This was the '30th Anniversary + 3' Coffee Concert on a warm Holywell St on Sunday morning - the first day of summer, with the nascent flower buds visible on the rowan tree beyond the front door, and a Fremontodendron climber waving its buttercup flowers outside one of the high windows. The programme featured two of the greatest masters of the chamber music form, Mozart and Schubert. Fitting that a full house was poised to hear our trio of players which included two rising stars, pianist Petr Limonov, originally of Moscow, and violinist Martyn Jackson, with 18 year old Laura van der Heijden joining this rather elite company.
First, Mozart's Piano Trio in E flat. This calls primarily for sustained interplay between pianist and violinist, with the cello in a subsidiary role. Mr Limonov gave notice, especially in the 'Larghetto' of his way with a slow movement - unadorned but quietly intense. He and Mr Jackson, a natty figure in frilled shirt and patent leather shoes, illustrated perfectly Mozart's way of unexpectedly ratcheting up the emotional temperature by a sudden turning into a minor key, followed by a quick resumption of the sunny melody; as if to demonstrate casual mastery of musical charting of human changeability.
Next, Schubert's Piano Trio in E flat. It's always astonishing to recall that this was one of the works chosen by the composer to fill the one and only public concert of his own music; such was the extent of Schubert's public profile in his lifetime. The cello here comes into its own as a full partner, and Ms van der Heijden struck out boldly with her colleagues as they explored the endless invention of melody and pace of which Schubert is a nonpareil. Then the famous 'Andante con moto', famous as Kubrick's chosen soundtrack music for Barry Lyndon, and also for the 2001 British film The Lawless Heart.
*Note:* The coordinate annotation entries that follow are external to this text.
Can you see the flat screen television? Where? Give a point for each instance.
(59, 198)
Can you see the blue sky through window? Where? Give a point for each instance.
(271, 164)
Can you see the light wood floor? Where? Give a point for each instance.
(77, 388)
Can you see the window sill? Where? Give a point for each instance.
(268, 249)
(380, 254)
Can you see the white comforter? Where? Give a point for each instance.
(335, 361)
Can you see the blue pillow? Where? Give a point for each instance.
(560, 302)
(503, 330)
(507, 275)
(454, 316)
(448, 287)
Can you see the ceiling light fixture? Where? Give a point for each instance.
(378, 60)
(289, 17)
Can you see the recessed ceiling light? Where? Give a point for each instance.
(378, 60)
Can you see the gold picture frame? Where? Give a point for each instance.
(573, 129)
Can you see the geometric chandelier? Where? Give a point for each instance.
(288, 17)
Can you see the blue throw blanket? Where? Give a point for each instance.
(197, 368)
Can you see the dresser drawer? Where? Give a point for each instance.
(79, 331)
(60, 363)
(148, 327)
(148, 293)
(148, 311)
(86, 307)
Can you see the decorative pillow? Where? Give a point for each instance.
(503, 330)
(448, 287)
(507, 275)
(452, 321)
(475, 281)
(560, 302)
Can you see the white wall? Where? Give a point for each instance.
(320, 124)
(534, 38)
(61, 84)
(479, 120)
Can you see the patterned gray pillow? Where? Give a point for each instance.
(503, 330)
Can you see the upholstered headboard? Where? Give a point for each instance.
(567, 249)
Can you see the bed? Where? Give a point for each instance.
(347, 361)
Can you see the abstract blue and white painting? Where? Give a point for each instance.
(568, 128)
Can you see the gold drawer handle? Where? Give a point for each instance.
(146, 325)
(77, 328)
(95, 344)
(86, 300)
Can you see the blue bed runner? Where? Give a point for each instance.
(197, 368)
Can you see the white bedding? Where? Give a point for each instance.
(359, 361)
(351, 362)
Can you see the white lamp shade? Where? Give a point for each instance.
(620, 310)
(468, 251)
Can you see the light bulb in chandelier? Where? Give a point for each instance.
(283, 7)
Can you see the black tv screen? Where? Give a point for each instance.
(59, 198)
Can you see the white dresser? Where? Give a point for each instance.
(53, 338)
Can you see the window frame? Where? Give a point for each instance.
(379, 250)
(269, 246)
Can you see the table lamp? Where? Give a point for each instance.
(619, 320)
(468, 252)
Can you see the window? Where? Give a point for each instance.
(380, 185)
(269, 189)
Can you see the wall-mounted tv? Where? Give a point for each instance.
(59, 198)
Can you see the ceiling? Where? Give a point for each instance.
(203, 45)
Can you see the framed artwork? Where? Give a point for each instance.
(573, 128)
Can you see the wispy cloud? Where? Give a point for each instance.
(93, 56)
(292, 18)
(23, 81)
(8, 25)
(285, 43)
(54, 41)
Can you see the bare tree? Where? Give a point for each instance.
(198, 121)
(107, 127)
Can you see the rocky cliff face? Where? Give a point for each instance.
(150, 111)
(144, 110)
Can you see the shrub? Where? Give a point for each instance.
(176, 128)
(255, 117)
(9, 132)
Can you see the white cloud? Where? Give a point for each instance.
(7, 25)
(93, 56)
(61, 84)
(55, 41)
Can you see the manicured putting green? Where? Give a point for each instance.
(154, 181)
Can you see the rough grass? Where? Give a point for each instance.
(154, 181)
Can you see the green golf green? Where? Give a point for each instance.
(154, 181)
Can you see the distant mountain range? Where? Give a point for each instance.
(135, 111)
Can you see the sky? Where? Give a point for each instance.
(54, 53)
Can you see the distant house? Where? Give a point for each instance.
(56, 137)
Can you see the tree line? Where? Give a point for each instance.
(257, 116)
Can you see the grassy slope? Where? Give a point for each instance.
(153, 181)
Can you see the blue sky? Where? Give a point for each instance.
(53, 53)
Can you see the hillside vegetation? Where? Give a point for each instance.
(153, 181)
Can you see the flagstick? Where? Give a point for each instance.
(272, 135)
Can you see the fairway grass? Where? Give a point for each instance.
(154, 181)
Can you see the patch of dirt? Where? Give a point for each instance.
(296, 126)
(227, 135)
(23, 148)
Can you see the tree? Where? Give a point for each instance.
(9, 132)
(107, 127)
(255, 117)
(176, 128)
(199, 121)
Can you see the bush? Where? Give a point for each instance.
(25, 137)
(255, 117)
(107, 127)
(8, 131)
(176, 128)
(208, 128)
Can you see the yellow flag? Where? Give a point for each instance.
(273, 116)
I think the burden of excellence lies ever more heavily on the players of a piece so well known; certainly the merest false note is going to be filed away by the listener. The metronomic tempo and hypnotic basic tune have to be just right as the soloists thread their way through this eye of a musical needle. Mr Limonov's trills with right hand were like quicksilver; then he attacked the keyboard flamboyantly while Mr Jackson's playing at the bottom of the range throbbed with the raw passion of the movement's climax, a passion that seems unsure whether its final destination is transcendentalism or tragedy.
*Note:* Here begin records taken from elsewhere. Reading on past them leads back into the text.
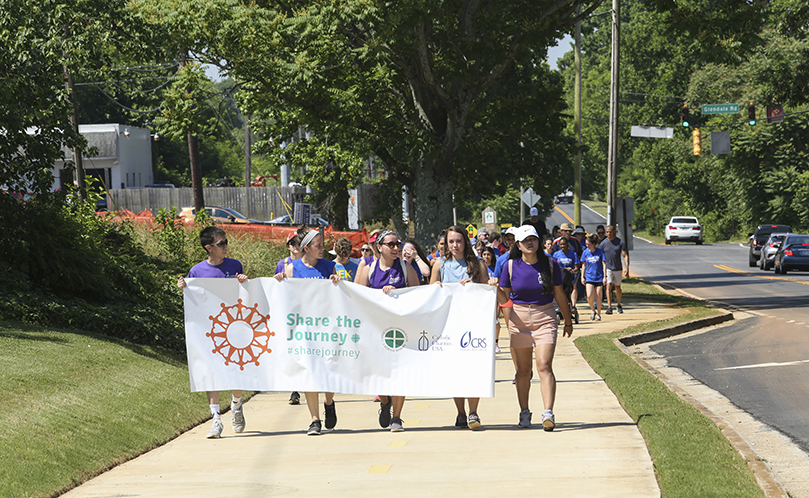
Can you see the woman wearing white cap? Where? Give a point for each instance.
(312, 265)
(534, 281)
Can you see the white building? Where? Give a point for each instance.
(124, 158)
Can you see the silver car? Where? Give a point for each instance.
(766, 259)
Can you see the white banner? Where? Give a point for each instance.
(312, 335)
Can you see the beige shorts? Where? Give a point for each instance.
(531, 325)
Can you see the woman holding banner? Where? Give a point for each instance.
(387, 273)
(312, 265)
(460, 265)
(533, 281)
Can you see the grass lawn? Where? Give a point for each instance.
(691, 457)
(77, 404)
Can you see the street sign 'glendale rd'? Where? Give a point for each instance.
(720, 108)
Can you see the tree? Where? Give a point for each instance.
(425, 87)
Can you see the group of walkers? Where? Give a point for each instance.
(528, 281)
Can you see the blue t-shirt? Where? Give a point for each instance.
(566, 260)
(526, 282)
(594, 269)
(228, 268)
(322, 269)
(347, 271)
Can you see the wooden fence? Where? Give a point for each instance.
(260, 203)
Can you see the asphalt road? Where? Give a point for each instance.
(761, 363)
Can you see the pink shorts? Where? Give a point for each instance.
(531, 325)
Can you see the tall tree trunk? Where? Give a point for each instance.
(433, 200)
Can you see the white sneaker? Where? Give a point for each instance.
(216, 429)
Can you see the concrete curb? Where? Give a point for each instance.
(682, 328)
(761, 471)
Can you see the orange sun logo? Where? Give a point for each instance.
(240, 334)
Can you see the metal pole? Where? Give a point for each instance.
(612, 156)
(577, 117)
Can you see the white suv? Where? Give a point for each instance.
(683, 228)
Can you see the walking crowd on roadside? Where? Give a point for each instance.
(539, 277)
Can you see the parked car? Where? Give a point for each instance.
(219, 215)
(759, 238)
(683, 228)
(287, 220)
(768, 250)
(793, 254)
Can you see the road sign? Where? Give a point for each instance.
(652, 132)
(530, 198)
(775, 113)
(720, 108)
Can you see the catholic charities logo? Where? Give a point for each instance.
(394, 339)
(240, 334)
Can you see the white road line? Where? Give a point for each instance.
(764, 365)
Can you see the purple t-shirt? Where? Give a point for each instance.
(227, 269)
(322, 269)
(392, 276)
(527, 283)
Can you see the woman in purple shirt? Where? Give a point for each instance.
(312, 265)
(387, 273)
(534, 280)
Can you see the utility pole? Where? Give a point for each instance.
(577, 118)
(248, 158)
(612, 154)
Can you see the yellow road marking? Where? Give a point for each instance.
(744, 272)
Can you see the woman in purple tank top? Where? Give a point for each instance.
(388, 273)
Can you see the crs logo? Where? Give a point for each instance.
(469, 342)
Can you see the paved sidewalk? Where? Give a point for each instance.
(596, 449)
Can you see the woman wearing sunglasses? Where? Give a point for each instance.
(460, 265)
(312, 265)
(387, 273)
(534, 281)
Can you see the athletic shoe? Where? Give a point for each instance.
(548, 422)
(460, 421)
(216, 429)
(331, 415)
(525, 419)
(238, 419)
(384, 413)
(314, 428)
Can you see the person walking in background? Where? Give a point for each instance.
(218, 265)
(614, 249)
(460, 265)
(593, 275)
(387, 273)
(533, 281)
(415, 256)
(534, 221)
(345, 268)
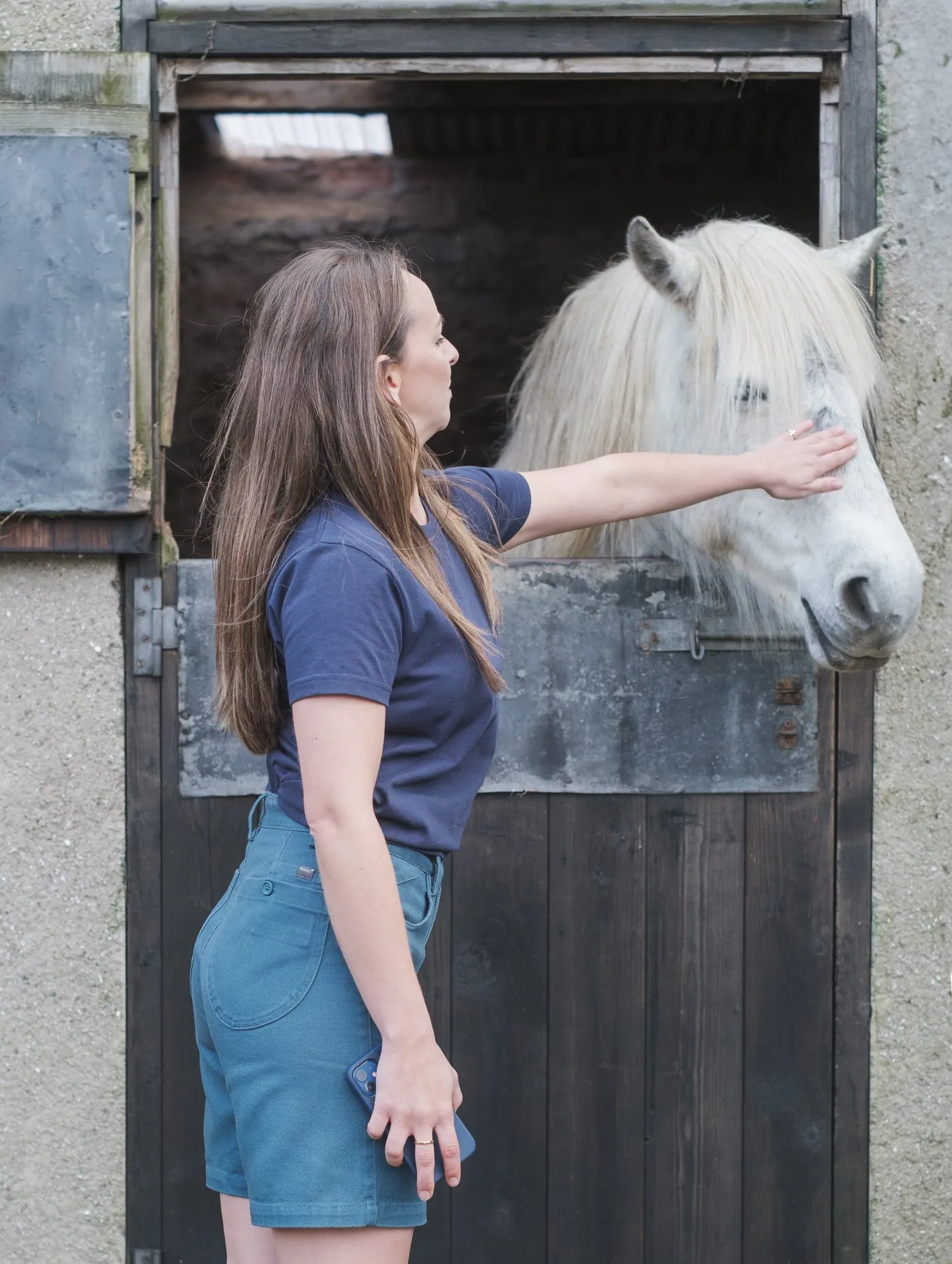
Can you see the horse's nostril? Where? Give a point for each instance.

The final notes of the 'Allegro' were greeted by wild applause, indicating the place this piece holds in the concertgoer's heart when played with such intensity. These year-round Coffee Concerts are always a joy, and the pleasure is enhanced by the long-serving team Chris Windass has gathered around him. The ebullient, welcoming Andy Blakeman at the ticket desk, and the three genial ushers, Luigi and Di Thompson and Phyllida Chappell. They create an atmosphere of anticipatory contentment before the first note's even played. Maybe that's why the Fremontodendron's looking in at the window?